Trust Me, You’ll Finish THE UNFINISHED WORK OF ELIZABETH D.

For reasons I need not go into, I’ve had scads of time to read lately. Scads. (Okay, I’ll tell you–foot/ankle surgery on June 26 has me laid up until July 16. Without books and Words with Friends I’d be losing my mind. But, that’s true even when I am allowed to put weight on my foot. But I digress.)

To prepare for my convalescence, I loaded up on groceries from Costco and loaded up on  books.  Just last night I finished Nichole Bernier’s amazing THE UNFINISHED WORK OF ELIZABETH D.  I flat-out loved it.

Summer island vacation with her family was supposed to be a restorative time for Kate, who’d lost her close friend Elizabeth in a plane crash. But when she inherits a trunk of Elizabeth’s journals, they reveal a woman far different than the cheerful wife and mother Kate thought she knew. The complicated portrait of Elizabeth — her upbringing, her marriage, and journey to motherhood — makes Kate question not just their friendship, but her own deepest beliefs about loyalty and honesty at a moment of uncertainty in her own marriage.

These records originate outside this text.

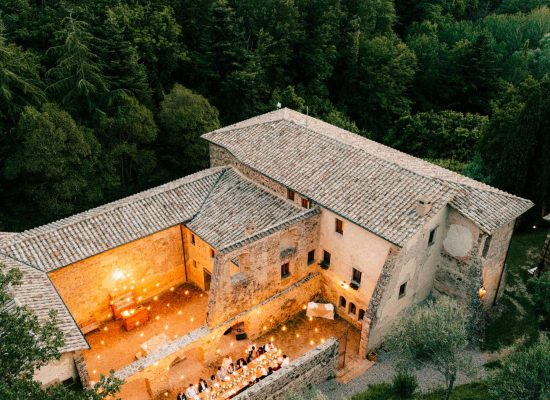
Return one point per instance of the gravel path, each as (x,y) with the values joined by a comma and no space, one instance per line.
(382,372)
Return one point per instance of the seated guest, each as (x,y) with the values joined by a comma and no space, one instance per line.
(241,362)
(220,375)
(202,385)
(181,395)
(214,382)
(191,392)
(286,361)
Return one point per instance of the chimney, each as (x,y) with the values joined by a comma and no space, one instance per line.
(423,206)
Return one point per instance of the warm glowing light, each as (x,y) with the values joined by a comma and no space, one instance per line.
(118,274)
(482,293)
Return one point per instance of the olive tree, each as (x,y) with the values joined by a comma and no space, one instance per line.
(434,335)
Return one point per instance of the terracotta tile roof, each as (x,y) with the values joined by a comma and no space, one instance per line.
(80,236)
(238,211)
(366,182)
(38,294)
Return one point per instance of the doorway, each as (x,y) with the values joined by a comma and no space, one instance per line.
(207,279)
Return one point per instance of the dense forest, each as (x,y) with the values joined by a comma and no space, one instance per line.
(102,98)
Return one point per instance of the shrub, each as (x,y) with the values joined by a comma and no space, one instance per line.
(404,385)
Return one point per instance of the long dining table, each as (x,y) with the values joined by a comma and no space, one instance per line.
(242,378)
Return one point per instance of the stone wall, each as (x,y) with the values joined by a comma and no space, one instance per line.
(57,371)
(251,274)
(198,258)
(313,368)
(493,264)
(154,264)
(270,313)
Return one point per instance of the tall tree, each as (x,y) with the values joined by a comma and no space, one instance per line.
(524,374)
(184,116)
(55,166)
(77,79)
(127,134)
(28,344)
(516,143)
(435,336)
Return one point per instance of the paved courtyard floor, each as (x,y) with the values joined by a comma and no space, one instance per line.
(175,313)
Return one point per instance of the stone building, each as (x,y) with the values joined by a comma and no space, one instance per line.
(292,209)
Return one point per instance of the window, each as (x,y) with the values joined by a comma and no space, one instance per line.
(285,270)
(486,246)
(326,257)
(311,257)
(343,301)
(339,226)
(431,239)
(402,290)
(290,194)
(356,276)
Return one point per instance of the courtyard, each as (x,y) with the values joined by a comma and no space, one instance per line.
(173,314)
(294,338)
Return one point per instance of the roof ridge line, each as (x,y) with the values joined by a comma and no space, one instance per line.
(57,224)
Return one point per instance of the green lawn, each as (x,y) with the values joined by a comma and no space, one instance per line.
(515,317)
(471,391)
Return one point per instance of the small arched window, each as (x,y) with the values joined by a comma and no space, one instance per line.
(343,301)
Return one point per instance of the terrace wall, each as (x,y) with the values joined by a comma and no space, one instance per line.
(313,368)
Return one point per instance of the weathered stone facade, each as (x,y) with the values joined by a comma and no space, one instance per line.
(313,368)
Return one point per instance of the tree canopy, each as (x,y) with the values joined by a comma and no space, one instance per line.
(454,82)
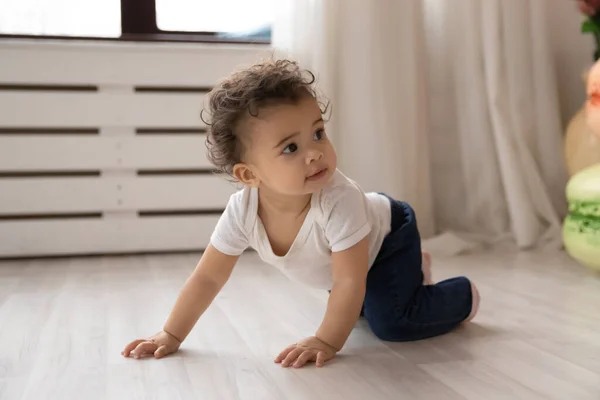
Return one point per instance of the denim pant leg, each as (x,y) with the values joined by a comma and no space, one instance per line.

When an unfamiliar man’s name appears in the pages, Kate realizes the extent of what she didn’t know about her friend — including where she was really going when she died.

Set in the anxious summer after the September 11th attacks, this story of two women —their friendship, their marriages, private ambitions and fears — considers the aspects of ourselves we show and those we conceal, and the repercussions of our choices. 

Almost immediately, I felt like Kate was someone I knew . . . perhaps even someone I’ve been.  Bernier deftly pulls the reader into the story–the lives of these two friends and their families, but it’s also about so much more–the whole world and how we keep secrets, why we keep them–and from whom–, and what the truth can both offer and cost.

This is a perfect summer read, would be great for a book club, or to share with your own best friend.

(And just for the record, I’d have loved it even if I wasn’t house and couch bound.)